Фотограф

Ирина Приймачук
Я когда надумал бросить свою мечту, то совсем не осознавал, что эта мечта – лишь моя и больше о ней никто не знает. И знать не хочет. Она не витала над миром, как мне казалось, и не была озвучена во всеуслышание, и потому никому до нее не было дела.

Я не бросил все в один день. Просто однажды в каком-то странном чувстве усталости, резкой, подавленной разочарованности сказал про себя: не хочу больше фотографировать, не выходит у меня. Тогда же мне совсем не хотелось бросать, напротив, я хотел чтоб кто-то дружелюбно похлопал меня по плечу со словами: брось, старина, ты эти мысли. Мне было всего-то шестнадцать лет,  а я представлял именно это слово «старина». Оно было наполнено особым дружеским смыслом. Его я слышал часто от папы, когда они с дядей Виталиком сидели на кухне и с торопливой вкрадчивостью курили в форточку, чтоб мама их не засекла. Она редко видела, чтобы они курили, но запах слышала неизменно и недовольно кривила губы, после чего демонстративно долго с ними не разговаривала, изображая на лице чудовищную, несправедливую обиду. Прощаясь с дядей Виталиком, которого я называю дядей из привычки, а вовсе не из родственной связи, папа по-мужски крепко обнимал его, на долгом выдохе произнося: ты главное, мысли плохие брось, старина, все наладится – и улыбался на прощание своей немного несимметричной улыбкой, тепло так улыбался, жизнеутверждающе.

Тяжело стало, когда папа умер. Нет, он не погиб. Просто так говорила мама: твой отец теперь для меня умер, и если тебе мать хоть немного дорога, то и для тебя он тоже  умер. Для нее он умер, когда внезапно ушел из семьи. К кому он ушел и почему, я не знал, а обсуждения на эту тему были строго запрещены. Я виделся с отцом несколько раз, втайне от мамы, однако подростковая незрелость и стеснительность мешала задать ему такой прямой вопрос. А в глубине души я просто боялся, что разговор на эту тему выведет его на мысль, что он меня больше не любит. Вскоре мы отдалились друг от друга и перестали общаться, несмотря на то, что я его не винил, а он меня никогда не отталкивал и не отвергал.

Именно отец подарил мне фотоаппарат: цифрой, недорогой - мыльницу. Я увлекся. Мое хобби казалось мне таким гордым, замысловатым. Вначале фотографировал все подряд и как можно чаще. В большинстве случаев мне не сильно нравилось, что получилось, однако во мне горело яркое стремление сделать лучше. С каждым днем я искал новые идеи, и у меня выходило продвигаться.

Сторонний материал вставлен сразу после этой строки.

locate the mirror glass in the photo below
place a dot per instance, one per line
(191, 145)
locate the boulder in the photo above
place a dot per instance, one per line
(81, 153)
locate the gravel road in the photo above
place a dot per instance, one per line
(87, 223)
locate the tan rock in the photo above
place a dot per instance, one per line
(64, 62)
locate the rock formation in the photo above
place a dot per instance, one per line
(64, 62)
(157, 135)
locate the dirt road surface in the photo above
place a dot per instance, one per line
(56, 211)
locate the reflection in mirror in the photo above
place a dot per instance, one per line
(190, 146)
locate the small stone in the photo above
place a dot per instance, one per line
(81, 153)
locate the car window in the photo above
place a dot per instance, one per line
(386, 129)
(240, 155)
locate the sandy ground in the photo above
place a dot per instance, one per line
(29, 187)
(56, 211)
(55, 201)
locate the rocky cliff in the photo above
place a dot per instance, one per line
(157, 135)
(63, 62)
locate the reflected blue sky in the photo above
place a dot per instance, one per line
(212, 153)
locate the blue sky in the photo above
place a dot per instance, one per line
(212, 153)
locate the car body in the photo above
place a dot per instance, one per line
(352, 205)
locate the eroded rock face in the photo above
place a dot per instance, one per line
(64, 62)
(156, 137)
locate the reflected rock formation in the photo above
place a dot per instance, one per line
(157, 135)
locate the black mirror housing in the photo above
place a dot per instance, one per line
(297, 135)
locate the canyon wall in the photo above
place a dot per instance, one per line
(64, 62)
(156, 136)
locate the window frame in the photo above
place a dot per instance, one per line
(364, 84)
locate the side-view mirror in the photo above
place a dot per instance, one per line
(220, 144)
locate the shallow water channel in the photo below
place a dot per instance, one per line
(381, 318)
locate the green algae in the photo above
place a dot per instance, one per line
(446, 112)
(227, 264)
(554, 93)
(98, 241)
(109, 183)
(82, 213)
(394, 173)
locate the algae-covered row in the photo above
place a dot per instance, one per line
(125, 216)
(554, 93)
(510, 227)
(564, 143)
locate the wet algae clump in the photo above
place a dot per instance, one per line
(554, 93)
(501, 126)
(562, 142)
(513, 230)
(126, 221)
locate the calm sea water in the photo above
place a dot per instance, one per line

Собрав определенное количество опыта, я вдруг обнаружил в себе четкий и последовательный интерес к людям. Без человека снимок был для меня скучным, пресным, пустующим. Только взгляд наполнял фотографию ощутимой, притягательной энергией настроения, чувств и эмоций.

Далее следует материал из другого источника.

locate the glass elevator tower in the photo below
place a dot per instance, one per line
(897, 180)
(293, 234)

Тогда же я нашел свою любимую модель – соседку Веру Николаевну. Разумеется, про себя я называл ее просто Верой. Разница в возрасте между нами была почти в пятнадцать лет. Она была в два раза старше меня, что казалось волнующее интересным обстоятельством. Вера была высокой, худощавой, изящной женщиной с подвижными, грациозными руками танцовщицы. Ее руки всегда особым образом находили предметы и исследовали их с такой бережной нежностью, словно это были драгоценные сокровища. Обычный зонтик она держала так особенно, что вы бы непременно засмотрелись на него, а потом на ее руки, и запомнили бы их. У нее были шикарные русые волосы до поясницы – идеально ровные, но легкие и непослушные. Черты лица были крупные: нос, глаза, длинный подбородок. Было так, что глядя на нее в первый раз, она как будто отталкивала своей грубостью, однако со временем открывалась особенная, глубокая, тонкая нежность, обаяние, что придавало ей шарм изысканности. Его было необходимо найти, но его хотелось искать. В одежде Вера была избирательна и находчива, умела удачно сочетать умеренность и яркость. Больше всего она любила надевать красный плащ, вероятно считая, что он придает ей образ юный, роковой, но не пошлый, и была права.

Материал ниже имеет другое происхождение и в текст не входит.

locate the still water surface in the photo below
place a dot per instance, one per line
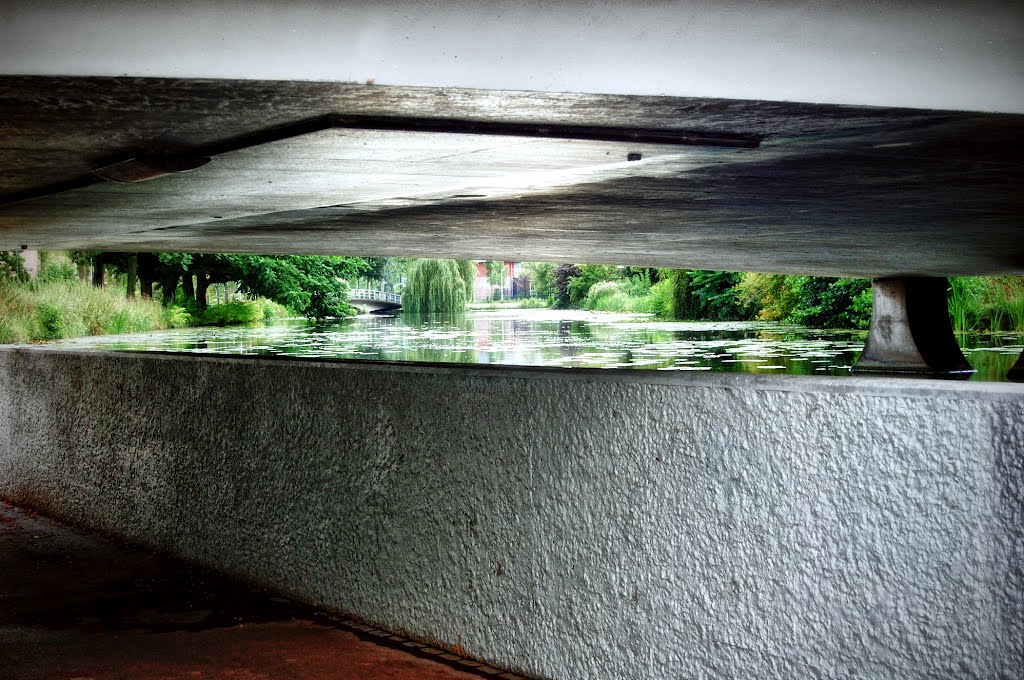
(559, 338)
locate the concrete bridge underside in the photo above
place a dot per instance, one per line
(303, 167)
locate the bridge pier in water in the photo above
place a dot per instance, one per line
(910, 332)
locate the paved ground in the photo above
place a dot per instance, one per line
(73, 605)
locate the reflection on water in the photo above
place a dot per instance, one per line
(543, 337)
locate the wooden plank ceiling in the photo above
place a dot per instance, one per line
(300, 167)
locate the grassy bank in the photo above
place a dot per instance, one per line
(65, 309)
(55, 309)
(986, 303)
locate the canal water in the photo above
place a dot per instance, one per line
(555, 338)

На каждой фотографии Вера была разной и интересной, потому как обладала внутренней свободой выражать свои чувства и эмоции. Фотографируясь, она никогда не позировала намеренно, а лишь была собой и была прекрасна.

Сколько глубины, сколько трепетных взглядов, сколько сложно запутанных чувств, сколько моментов просветленной красоты или грубого уродства я подмечал в ней, когда наблюдал и фотографировал. С какой горечью я осознавал позже, что на снимке, мне не удается передать этой остроты, внезапности, особенности, важности мгновения. И как я не старался, я не мог сделать снимок момента, который бы рассказал целую историю, притянул к себе неподдельный, длительный интерес, что и составило бы его высшую художественную ценность, к которой я стремился.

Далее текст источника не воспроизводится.